3. D’une part, pour l'application de ces dispositions, il appartient aux autorités administratives de s'assurer, sous le contrôle du juge de l'excès de pouvoir, que les pièces produites à l'appui d'une demande de passeport sont de nature à établir l'identité et la nationalité du demandeur. Seul un doute suffisant sur l'identité ou la nationalité de l'intéressé peut justifier le refus de délivrance ou de renouvellement de passeport.

4. D’autre part, aux termes de l’article 30 du code civil : « La charge de la preuve, en matière de nationalité française, incombe à celui dont la nationalité est en cause. / Toutefois, cette charge incombe à celui qui conteste la qualité de Français à un individu titulaire d’un certificat de nationalité française délivré conformément aux articles 31 et suivants ». Aux termes de l’article 31-2 du même code : « Le certificat de nationalité indique en se référant aux chapitres II, III, IV et VII du présent titre, la disposition légale en vertu de laquelle l’intéressé a la qualité de français, ainsi que les documents qui ont permis de l’établir. Il fait foi jusqu’à preuve du contraire (…) ».

5. Il ressort des pièces du dossier que la décision attaquée est motivée par la circonstance que le service de la nationalité française du tribunal judiciaire de Paris a décidé, le 27 mai 2015, de refuser de délivrer à la requérante un certificat de nationalité française pour son fils C.... En se fondant sur cette seule circonstance pour rejeter la demande de renouvellement de passeport qui lui était présentée, le préfet de police, auquel il revenait d’examiner l’ensemble de la situation de l’intéressée ainsi que les pièces produites à l’appui de la demande avant de déterminer si un doute suffisant pouvait justifier en l’espèce le refus de renouveler le passeport de son enfant, a entaché sa décision d’erreur de droit.

6. Il résulte de ce qui précède, sans qu’il soit besoin de se prononcer sur les autres moyens de la requête, que Mme D... est fondée à soutenir que la décision du préfet de police du 5 mars 2024 est entachée d’illégalité et doit être annulée.

Sur les conclusions à fin d’injonction :

7. Eu égard au motif d’annulation retenu, le présent jugement implique seulement que le préfet de police procède au réexamen de la demande de Mme D..., dans un délai de trois mois à compter de la notification du présent jugement.




Sur les frais d’instance :

8. Dans les circonstances de l’espèce, il y a lieu de mettre à la charge de l’État une somme de 1 500 euros qui sera versée à Me Ivanova en application de l’article L. 761-1 du code de justice administrative et de l’article 37 de la loi du 10 juillet 1991, sous réserve qu’elle renonce à percevoir la part contributive de l’État à l’aide juridictionnelle.


D E C I D E :

Article 1er : La décision du 5 mars 2024 est annulée.

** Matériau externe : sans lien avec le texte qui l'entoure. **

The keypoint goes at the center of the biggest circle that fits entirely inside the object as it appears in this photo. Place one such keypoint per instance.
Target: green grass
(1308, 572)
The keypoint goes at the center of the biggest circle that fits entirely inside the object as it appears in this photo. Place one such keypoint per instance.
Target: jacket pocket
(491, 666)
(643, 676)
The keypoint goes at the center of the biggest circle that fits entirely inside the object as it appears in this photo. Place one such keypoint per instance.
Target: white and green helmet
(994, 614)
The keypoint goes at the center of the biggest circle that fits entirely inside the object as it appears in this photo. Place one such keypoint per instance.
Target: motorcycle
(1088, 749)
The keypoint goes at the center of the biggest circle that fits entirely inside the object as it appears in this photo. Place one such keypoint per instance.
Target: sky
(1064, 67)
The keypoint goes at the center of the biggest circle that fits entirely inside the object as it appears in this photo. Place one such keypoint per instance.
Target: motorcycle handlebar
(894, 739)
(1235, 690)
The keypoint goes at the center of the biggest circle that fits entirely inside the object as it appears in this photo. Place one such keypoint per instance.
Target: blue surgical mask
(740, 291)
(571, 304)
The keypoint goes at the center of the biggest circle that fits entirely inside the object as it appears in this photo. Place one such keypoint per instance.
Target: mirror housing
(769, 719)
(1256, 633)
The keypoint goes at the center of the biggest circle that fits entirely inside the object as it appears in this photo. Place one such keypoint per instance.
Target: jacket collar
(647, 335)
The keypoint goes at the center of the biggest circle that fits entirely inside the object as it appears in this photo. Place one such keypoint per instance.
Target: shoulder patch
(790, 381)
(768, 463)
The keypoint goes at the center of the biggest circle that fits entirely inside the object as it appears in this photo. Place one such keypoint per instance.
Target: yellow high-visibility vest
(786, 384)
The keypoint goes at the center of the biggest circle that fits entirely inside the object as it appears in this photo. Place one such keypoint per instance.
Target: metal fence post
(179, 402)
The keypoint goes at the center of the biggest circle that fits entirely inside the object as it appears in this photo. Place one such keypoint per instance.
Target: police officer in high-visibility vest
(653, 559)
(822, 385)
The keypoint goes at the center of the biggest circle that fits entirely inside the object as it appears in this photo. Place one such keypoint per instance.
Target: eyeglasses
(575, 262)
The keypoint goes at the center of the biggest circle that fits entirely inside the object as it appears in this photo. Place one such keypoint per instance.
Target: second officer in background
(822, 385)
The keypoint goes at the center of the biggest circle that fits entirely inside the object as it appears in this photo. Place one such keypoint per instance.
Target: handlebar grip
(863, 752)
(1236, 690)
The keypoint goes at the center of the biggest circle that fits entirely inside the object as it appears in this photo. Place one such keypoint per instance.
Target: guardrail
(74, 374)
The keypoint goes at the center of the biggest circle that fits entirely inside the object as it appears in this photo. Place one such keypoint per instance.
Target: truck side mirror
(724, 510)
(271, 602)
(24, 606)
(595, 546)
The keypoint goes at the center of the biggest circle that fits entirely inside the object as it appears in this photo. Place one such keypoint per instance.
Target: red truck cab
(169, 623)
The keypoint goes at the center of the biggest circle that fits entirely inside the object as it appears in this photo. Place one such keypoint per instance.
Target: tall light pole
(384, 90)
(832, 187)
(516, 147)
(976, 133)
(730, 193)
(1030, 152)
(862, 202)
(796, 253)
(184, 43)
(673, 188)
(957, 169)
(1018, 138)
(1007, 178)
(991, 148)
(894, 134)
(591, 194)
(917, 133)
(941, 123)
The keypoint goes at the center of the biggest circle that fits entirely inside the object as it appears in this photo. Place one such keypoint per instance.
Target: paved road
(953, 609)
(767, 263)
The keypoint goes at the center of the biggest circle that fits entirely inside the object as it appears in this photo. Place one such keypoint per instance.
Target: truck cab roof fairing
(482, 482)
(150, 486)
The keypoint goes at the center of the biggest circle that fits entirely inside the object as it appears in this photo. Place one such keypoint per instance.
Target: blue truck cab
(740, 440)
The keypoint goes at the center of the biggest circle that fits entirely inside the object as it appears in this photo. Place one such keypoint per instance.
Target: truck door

Article 2 : Il est enjoint au préfet de police de réexaminer la demande de Mme D... dans un délai de trois mois à compter de la notification du jugement.

Article 3 : L’Etat versera une somme de 1 500 euros au titre des frais d’instance dans les conditions prévues au point 8 du présent jugement.

Article 4 : Le présent jugement sera notifié à Mme B... D... et au ministre de l'intérieur.

Copie en sera adressée au préfet de police.


Délibéré après l'audience du 13 février 2026, à laquelle siégeaient :

Mme Weidenfeld, présidente,
M. Nourrisson, premier conseiller,
M. Buron, premier conseiller.

Rendu public par mise à disposition au greffe le 6 mars 2026.


Le rapporteur,

S. Buron

La présidente,

K. Weidenfeld

Le greffier,



Lemieux

La République mande et ordonne au ministre de l’intérieur en ce qui le concerne ou à tous commissaires de justice à ce requis en ce qui concerne les voies de droit commun contre les parties privées, de pourvoir à l’exécution de la présente décision.